Pursuant to Section 37, Subsection 1 of the Administrative Judicial Procedure Act, an oral hearing is held to investigate the matter when required. The parties, public authorities, witnesses and experts may be heard and other evidence received in the oral hearing. Pursuant to Subsection 2, the oral hearing may be limited to concern only a part of the matter, to clarify the opinions of the parties or to receive oral evidence, or in another comparable manner.

According to Section 38, Subsection 1 of the Administrative Judicial Procedure Act, an administrative court must carry out an oral hearing if requested by a private party to the matter. The same applies to the Supreme Administrative Court where it is considering an appeal against the decision of an administrative authority. The oral hearing requested by a party need not be conducted if the claim is dismissed without considering its merits or immediately rejected, or if an oral hearing is manifestly unnecessary in view of the nature of the matter or for another reason. Pursuant to Subsection 2, this provision of Subsection 1 shall not apply if the standing of the requesting party is based on membership of a municipality or another community. Pursuant to Subsection 3, if a party requests an oral hearing, he shall state why the conduct thereof is necessary and what evidence he would present in the oral hearing.

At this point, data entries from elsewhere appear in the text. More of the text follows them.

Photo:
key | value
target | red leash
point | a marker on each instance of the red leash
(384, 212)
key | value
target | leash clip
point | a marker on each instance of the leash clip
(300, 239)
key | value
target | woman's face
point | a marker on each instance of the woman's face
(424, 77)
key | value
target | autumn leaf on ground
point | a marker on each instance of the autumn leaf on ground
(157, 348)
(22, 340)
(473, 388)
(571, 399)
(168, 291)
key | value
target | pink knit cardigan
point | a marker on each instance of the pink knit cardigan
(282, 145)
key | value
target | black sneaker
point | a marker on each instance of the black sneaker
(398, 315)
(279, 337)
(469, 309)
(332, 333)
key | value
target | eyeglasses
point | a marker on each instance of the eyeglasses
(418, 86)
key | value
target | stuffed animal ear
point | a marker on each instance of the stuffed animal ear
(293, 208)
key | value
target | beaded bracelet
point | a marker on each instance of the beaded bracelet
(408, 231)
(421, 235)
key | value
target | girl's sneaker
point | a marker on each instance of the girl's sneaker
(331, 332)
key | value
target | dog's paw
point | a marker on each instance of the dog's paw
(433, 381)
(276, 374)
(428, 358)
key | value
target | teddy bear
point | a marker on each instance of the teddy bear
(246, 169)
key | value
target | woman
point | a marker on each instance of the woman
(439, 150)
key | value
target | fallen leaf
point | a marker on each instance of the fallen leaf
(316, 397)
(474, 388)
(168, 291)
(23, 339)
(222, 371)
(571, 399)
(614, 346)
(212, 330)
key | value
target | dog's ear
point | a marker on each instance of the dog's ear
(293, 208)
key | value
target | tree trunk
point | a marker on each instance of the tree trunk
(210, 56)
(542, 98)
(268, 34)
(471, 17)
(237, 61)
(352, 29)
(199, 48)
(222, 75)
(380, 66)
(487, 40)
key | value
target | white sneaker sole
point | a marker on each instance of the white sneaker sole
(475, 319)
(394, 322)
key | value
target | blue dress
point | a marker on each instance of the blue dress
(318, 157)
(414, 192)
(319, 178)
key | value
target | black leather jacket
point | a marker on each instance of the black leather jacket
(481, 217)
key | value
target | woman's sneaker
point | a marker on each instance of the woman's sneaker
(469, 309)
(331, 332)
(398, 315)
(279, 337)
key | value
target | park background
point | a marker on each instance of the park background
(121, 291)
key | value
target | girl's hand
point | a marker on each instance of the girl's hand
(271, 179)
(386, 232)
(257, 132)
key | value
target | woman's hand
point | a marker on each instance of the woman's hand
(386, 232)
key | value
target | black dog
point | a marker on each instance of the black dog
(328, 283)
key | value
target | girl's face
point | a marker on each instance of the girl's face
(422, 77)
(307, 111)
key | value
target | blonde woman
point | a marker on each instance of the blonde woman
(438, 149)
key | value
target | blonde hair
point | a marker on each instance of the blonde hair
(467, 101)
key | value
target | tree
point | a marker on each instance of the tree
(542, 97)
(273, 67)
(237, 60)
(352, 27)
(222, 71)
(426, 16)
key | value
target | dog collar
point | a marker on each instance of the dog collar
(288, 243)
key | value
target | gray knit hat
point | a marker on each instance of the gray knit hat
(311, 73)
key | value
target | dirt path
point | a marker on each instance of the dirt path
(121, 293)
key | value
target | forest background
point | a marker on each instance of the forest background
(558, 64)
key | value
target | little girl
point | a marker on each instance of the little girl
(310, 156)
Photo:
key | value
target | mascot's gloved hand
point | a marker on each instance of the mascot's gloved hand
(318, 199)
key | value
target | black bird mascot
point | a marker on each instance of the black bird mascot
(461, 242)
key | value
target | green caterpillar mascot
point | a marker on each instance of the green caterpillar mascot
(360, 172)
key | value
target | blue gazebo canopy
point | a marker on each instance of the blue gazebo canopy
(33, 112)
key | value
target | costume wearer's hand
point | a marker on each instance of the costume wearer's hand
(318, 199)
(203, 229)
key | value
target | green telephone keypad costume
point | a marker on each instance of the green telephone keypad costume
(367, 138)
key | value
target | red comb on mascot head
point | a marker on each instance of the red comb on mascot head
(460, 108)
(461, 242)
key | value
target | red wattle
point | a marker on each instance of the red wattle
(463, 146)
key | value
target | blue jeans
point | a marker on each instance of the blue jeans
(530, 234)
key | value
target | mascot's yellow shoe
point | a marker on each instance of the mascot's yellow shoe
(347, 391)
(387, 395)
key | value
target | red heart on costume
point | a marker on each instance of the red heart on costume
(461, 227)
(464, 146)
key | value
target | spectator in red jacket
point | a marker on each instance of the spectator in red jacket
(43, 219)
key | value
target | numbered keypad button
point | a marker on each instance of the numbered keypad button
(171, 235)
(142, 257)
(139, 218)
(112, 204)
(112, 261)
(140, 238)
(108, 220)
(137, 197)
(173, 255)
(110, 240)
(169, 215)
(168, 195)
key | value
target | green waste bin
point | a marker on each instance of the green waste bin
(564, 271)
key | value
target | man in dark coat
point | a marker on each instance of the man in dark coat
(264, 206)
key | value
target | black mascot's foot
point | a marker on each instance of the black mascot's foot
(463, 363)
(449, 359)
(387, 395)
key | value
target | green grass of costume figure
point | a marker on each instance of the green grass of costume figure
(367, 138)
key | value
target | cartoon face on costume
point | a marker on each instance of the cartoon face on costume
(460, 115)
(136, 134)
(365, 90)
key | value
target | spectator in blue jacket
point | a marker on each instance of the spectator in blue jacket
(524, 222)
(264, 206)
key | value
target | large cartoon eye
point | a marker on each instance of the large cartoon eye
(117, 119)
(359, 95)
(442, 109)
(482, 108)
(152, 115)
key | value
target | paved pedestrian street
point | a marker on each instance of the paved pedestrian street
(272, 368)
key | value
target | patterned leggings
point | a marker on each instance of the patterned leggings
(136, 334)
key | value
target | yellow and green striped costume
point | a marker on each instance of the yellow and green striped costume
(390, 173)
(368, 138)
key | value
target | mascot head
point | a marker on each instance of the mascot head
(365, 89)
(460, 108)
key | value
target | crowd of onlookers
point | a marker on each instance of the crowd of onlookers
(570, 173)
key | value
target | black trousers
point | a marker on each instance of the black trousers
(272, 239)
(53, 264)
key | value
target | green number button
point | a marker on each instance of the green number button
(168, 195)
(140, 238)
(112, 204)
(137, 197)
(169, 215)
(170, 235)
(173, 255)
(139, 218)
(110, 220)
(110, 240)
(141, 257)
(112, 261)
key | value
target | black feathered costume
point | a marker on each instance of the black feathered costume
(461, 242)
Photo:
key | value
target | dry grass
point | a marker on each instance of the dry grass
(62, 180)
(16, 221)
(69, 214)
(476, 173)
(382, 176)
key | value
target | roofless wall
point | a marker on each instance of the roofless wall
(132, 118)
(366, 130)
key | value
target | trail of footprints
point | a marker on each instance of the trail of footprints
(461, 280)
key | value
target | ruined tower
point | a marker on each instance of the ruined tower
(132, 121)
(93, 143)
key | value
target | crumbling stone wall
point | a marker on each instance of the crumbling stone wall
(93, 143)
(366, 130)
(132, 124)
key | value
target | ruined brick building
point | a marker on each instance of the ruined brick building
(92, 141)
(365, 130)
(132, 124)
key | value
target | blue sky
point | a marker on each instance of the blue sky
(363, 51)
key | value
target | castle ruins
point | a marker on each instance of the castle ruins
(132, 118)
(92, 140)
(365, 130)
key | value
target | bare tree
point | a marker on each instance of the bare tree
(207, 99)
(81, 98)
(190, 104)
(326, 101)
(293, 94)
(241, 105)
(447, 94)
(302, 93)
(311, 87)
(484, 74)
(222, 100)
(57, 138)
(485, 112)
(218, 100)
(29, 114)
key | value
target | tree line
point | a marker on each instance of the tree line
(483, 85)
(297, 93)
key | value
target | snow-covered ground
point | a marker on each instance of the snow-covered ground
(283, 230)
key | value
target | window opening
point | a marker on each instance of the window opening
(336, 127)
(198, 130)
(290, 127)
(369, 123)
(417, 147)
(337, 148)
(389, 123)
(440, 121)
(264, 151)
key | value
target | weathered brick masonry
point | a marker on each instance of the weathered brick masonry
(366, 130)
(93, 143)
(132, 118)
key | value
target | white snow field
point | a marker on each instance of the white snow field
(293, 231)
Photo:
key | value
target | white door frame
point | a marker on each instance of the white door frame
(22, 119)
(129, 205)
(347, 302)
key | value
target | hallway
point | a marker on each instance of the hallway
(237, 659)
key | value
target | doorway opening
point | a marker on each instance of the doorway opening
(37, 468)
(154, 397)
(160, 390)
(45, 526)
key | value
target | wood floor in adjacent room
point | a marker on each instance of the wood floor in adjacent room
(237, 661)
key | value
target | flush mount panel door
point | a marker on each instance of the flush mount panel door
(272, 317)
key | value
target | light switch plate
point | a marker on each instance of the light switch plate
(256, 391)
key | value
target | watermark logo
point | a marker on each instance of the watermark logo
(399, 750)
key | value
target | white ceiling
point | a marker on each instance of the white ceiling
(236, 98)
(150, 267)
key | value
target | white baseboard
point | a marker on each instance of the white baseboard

On the legal praxis governing oral hearings

As a rule, the legal processes in matters concerning statutory accident insurance only deal with written documents. However, the appeal board may carry out an oral hearing at the appellant’s request, or at its own initiative when deemed necessary to investigate the matter. However, an oral hearing may be omitted in spite of the appellant’s request if carrying out an oral hearing is clearly unnecessary given the nature of the matter or for some other reason. An oral hearing may be omitted when it is highly likely that it would not be of any use.

In principle, Article 6 of the European Convention on Human Rights guarantees concerned parties the right to an oral hearing unless it is unnecessary for some particular reason. In its judgements, the European Court of Human Rights has taken a stand on the grounds on which the oral hearing may be omitted. It has taken the view in several judgements regarding social security benefits that the national court did not have to carry out an oral hearing in spite of the concerned party’s request because the matter could be solved on the basis of written statements of expert opinion and other written documentation. The above judgements have concerned social security benefits and the evidence has consisted of written medical reports submitted to the court.

Carrying out an oral hearing has been considered clearly unnecessary in the legal praxis of the Insurance Court, for example for the purpose of hearing a treating physician regarding the causal link between the injury and accident at work in cases where the documentation already includes an appropriate and sufficiently comprehensive medical report in writing, including the treating physician’s statement. Hearing a witness in a matter that does not involve any conflict and does not bring any material new information for solving the case has already been considered clearly unnecessary in the legal praxis of the Insurance Court. Because the appellant can express his/her views on the matter in writing, carrying out an oral hearing merely for the purpose of hearing the appellant is usually considered unnecessary.